The town has a small bus stand. State transport buses to Kolhapur and Pune are available. The town is easily accessible from the port city of Ratnagiri, which has a railway station and an airport.

===Road===
Ganapatipule is 32 km from Nivali, a small village on Mumbai Goa Road (NH 17). From Nivali, one has to turn right for Ganapatipule. The distance from Nivali to Ratnagiri is around 20 km. The distance from Nivali to Hatkhamba is around 4 km. From Hatkhamba, one has to take a right turn for Ratnagiri, which is 16 km from here. Sangameshwar is about 25 km from Nivali and 45 km from Chiplun. From Ganapatipule, one can approach Ratnagiri directly without coming to Nivali and going through Hatkhamba. The direct road has many more turns and is narrower compared to NH-17. That distance is around 30 km. Mumbai is 375 km away via Mahad, and Pune is 331 km away via Satara. Ganapatipule is also connected with other cities by state transport buses for fast journeys. Buses from major cities like Mumbai, Pune, Sangli, Kolhapur and Solapur to Ratnagiri are available. From Ratnagiri, private cabs also ply to the town.

====Bus====
There are frequent buses from the MSRTC Bus Station (Ratnagiri) to Ganapatipule via Ratnagiri Railway Station, Nevade Road and MSRTC Bus Station (Ratnagiri) to Ganapatipule via Ratnagiri Railway Station, Nevade Road, Malgund.
One can reach Ganapatipule faster by taking the MSRTC City Bus from Ratnagiri Railway Station to MSRTC Bus Station (Ratnagiri) and then changing buses there to a bus to Ganapatipule via Arevare. There are MSRTC buses from Mumbai, Pimpri-Chinchawad, Pune, Swarget (Pune), Miraj, Chiplun, Deorukh Sawantwadi (only seasonal), and Panjim (only seasonal).

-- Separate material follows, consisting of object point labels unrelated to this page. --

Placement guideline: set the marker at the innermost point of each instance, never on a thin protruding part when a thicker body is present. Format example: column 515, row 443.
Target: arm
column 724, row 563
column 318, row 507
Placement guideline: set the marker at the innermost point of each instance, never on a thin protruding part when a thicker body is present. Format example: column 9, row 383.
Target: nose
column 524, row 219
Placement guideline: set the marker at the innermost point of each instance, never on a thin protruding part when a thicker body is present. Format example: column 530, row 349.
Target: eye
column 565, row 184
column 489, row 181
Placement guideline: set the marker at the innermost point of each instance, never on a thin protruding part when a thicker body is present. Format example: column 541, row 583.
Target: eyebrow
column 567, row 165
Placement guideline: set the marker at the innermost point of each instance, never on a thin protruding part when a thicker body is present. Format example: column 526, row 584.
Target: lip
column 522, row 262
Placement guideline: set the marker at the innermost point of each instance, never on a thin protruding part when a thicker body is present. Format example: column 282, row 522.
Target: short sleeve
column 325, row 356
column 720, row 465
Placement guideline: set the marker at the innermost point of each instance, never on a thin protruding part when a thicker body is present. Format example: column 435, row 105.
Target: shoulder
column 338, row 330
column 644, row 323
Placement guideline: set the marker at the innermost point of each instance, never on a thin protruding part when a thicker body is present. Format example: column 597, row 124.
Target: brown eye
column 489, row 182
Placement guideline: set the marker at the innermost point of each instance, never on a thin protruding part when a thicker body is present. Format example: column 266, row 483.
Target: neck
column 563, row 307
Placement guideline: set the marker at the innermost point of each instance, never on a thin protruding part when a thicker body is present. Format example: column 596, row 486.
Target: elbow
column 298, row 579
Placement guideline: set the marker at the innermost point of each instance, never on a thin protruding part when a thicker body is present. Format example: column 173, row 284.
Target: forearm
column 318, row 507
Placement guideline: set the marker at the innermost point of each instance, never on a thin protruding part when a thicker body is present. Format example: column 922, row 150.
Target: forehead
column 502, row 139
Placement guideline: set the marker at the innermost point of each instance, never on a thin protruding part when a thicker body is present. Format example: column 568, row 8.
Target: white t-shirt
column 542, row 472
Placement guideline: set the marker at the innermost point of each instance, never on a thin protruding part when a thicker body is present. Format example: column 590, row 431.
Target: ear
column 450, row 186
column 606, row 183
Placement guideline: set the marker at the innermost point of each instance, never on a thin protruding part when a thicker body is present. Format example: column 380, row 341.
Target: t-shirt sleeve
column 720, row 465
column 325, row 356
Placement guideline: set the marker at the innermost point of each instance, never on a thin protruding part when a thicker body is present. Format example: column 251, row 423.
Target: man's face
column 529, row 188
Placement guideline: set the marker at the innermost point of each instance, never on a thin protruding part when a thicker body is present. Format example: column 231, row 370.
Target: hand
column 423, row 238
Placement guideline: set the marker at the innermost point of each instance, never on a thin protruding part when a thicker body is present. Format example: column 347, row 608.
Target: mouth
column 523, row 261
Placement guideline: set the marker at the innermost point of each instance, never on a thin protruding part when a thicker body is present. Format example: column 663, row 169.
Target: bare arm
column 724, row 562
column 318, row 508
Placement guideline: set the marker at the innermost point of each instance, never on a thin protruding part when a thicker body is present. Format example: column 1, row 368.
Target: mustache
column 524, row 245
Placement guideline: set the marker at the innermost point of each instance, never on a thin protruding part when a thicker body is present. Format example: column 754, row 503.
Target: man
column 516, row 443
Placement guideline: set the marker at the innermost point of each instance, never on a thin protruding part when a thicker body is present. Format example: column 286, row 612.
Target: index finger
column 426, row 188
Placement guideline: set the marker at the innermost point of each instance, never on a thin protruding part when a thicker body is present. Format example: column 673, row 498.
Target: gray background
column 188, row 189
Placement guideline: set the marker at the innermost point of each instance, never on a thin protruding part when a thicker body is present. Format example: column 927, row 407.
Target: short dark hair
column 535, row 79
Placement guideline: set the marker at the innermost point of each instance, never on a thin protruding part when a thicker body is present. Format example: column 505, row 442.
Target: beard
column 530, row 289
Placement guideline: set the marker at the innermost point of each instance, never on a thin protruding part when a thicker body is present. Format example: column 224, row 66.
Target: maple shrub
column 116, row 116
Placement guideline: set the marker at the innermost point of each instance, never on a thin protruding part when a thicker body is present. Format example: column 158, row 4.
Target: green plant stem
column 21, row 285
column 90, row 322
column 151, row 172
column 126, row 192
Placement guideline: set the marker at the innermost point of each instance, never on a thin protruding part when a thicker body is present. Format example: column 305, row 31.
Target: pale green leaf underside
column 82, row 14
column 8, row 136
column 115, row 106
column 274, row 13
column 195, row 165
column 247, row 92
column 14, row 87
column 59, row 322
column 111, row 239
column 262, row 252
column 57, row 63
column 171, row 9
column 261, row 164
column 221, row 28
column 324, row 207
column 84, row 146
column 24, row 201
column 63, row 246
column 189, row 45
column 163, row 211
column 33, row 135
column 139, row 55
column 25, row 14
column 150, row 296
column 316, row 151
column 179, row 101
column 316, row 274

Private buses ply between Mumbai / Pune to Ganpatipule via Ratnagiri. Neeta Travels: Borivali (Mumbai) to Ganpatipule via Ratnagiri.
Purple Travels (MTDC): Borivali (Mumbai) to Ganpatipule via Ratnagiri.

===Train===
There is no railway station at Ganapatipule. The nearest railway stations are at Ratnagiri and Bhoke. All express passenger trains stop at Ratnagiri, a city. Bhoke is a small village and only Dadar passenger trains will stop there.